Por isso, D. Nuno Brás fez questão de destacar a importância da presença de Deus mesmo quando um homem está em sofrimento. “Compreenderam-no bem os nossos antepassados madeirenses quando, no meio da dureza que sempre significou viver nesta Ilha, foram marcando a sua vida pela proximidade a Deus”, apontou.

“A sociedade madeirense escolheu viver o seu drama humano acompanhada por Deus. E essa mesma escolha a precisamos nós de realizar — cada um de nós e o todo do nosso tecido social. Porque não nos basta ser herdeiros de uma tradição; importa que a liberdade de cada um se deixe iluminar pela graça que é o dom do Espírito Santo, e realize hoje e para a sua vida esta opção que respeita a cada um e a todos: queremos ser com Jesus Cristo, o Deus que sofre connosco e que nos aponta o caminho da vida, e com Ele, moldar a nossa existência. Não queremos viver solitários o percurso do tempo, procurando com a nossa sabedoria uma saída no meio do labirinto da existência”, afirmou o bispo.

E mais do que perguntarmos onde está Deus no meio da pandemia, será questionarmos onde está o homem, “onde estamos nós?”. “Quer dizer: que ser humano estamos disponíveis para ser? Que sociedade humana queremos construir?
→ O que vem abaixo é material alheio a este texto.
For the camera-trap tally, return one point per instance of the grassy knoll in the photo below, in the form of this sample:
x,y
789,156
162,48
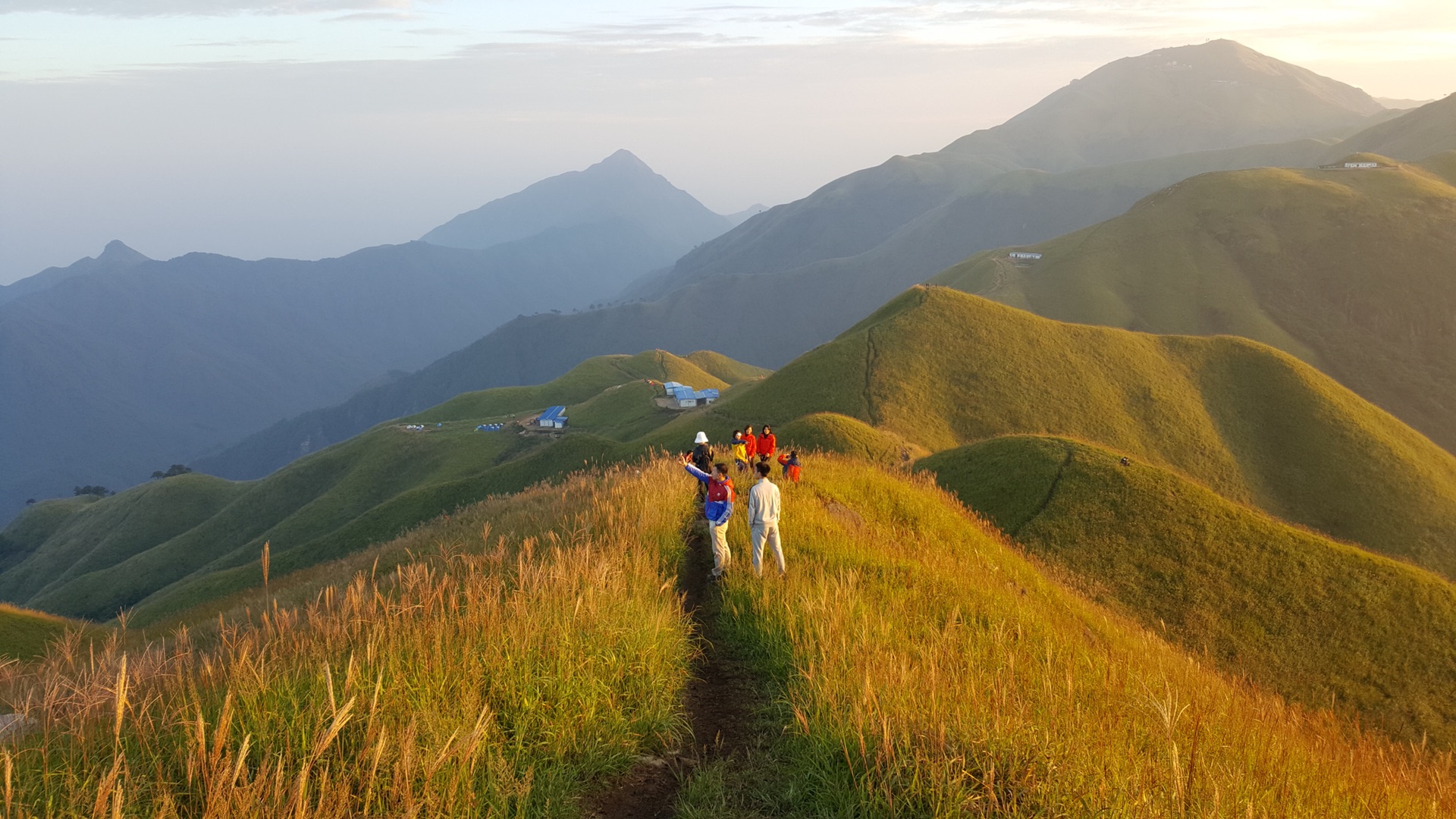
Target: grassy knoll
x,y
112,529
940,369
921,667
495,664
1318,621
1347,270
38,522
175,544
25,634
Com Deus, aceitando a sua proximidade, os apelos e as exigências do “Deus connosco”, ou orgulhosamente sós, confiando nas nossas capacidades e conquistas, construindo por nós e para nós, com as nossas forças e saberes, o que achamos ser “o melhor dos mundos possíveis”, mas constantemente derrotados por este ou por um qualquer outro vírus minúsculo ou maiúsculo (quer dizer: um minúsculo vírus natural, como o covid-19, ou um “maiúsculo” vírus social que grassa no meio de nós e mata como epidemia bem maior — como o vírus do egoísmo, do orgulho e da soberba humana, que ignora todos os demais e as suas situações concretas, desde que o próprio viva descansado e regalado)? Que humanidade queremos ser e construir? Com quem o queremos fazer?”, foram algumas das questões deixadas por D. Nuno Brás na homilia.

Em jeito de balanço do ano 2021 e preparando a chegada de 2022, o Bispo do Funchal falou de um “ano de particular luta e de muitas derrotas”, na chamada “era da pandemia”.
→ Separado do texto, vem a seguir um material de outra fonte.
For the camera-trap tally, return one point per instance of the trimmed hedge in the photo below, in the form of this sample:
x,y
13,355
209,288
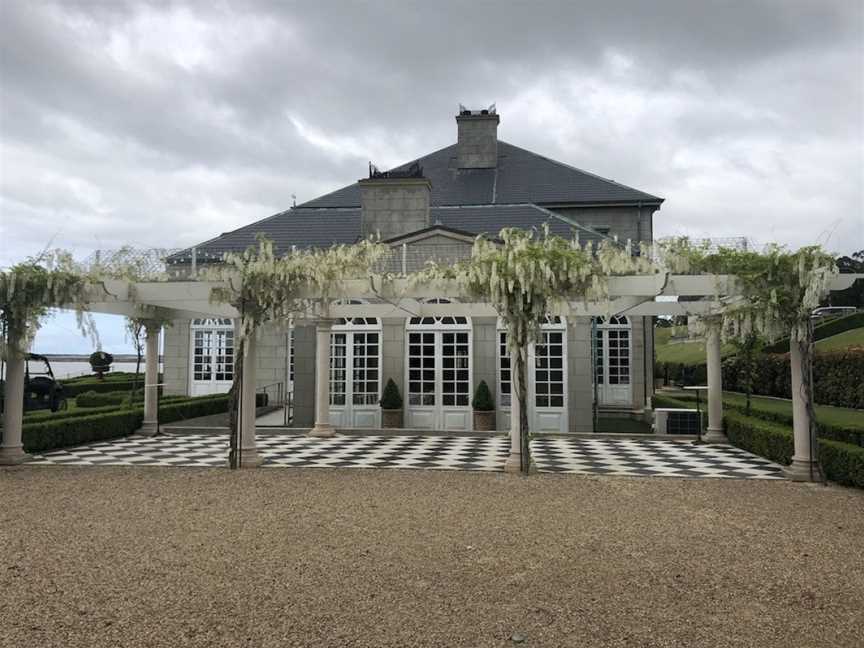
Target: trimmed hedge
x,y
836,377
822,331
843,463
40,437
850,435
57,432
764,438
E embora muitos tenham sido os momentos de interrogação “sobre o que fizemos de mal para sofrermos assim, castigados por um pequeno vírus”, também tivemos “a possibilidade de quase tocar Deus em tantas circunstâncias: desde o testemunho daqueles que, esquecendo-se de si, se fizeram presença do amor divino, de modo particular junto dos doentes; até ao testemunho de fé do povo simples que escolheu continuar a confiar em Deus e a entregar-lhe a sua vida; passando pela valorização das relações directas entre pessoas, fartos que nos descobrimos dos encontros virtuais”, lembrou.
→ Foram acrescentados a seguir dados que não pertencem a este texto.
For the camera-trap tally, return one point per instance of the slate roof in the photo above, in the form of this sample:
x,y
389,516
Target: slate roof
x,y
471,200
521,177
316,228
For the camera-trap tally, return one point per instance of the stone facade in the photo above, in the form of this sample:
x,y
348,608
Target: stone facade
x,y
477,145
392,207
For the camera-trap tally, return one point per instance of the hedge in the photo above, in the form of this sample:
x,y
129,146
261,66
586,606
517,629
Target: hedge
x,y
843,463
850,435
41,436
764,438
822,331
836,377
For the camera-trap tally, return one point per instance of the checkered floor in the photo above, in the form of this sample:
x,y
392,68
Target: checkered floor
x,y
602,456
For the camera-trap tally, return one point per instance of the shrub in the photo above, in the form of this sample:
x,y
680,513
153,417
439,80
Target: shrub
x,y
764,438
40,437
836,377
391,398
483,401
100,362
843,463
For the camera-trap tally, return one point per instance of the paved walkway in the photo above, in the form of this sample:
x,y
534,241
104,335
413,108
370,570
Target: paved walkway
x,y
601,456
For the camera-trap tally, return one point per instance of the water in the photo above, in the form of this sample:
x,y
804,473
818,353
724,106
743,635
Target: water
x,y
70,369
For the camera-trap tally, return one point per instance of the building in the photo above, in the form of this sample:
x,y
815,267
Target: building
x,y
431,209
Num ano em que o valor do outro foi apreendido de forma mais intensa, “aprendemos, afinal, a deixar que Deus nos visite no hoje da nossa vida e lhe dê um novo e definitivo sentido”.

Em jeito de repto final, D. Nuno apelou a que “aprendamos a perceber e a viver esta meta última e definitiva que o próprio Deus nos apresentou na sua encarnação: deixemos que, partilhando a nossa existência, Jesus Cristo nos ensine, ao longo de 2022, o modo de viver definitivo e excelente, a concretização do desígnio que o próprio Deus propõe a cada um e a toda a nossa sociedade”.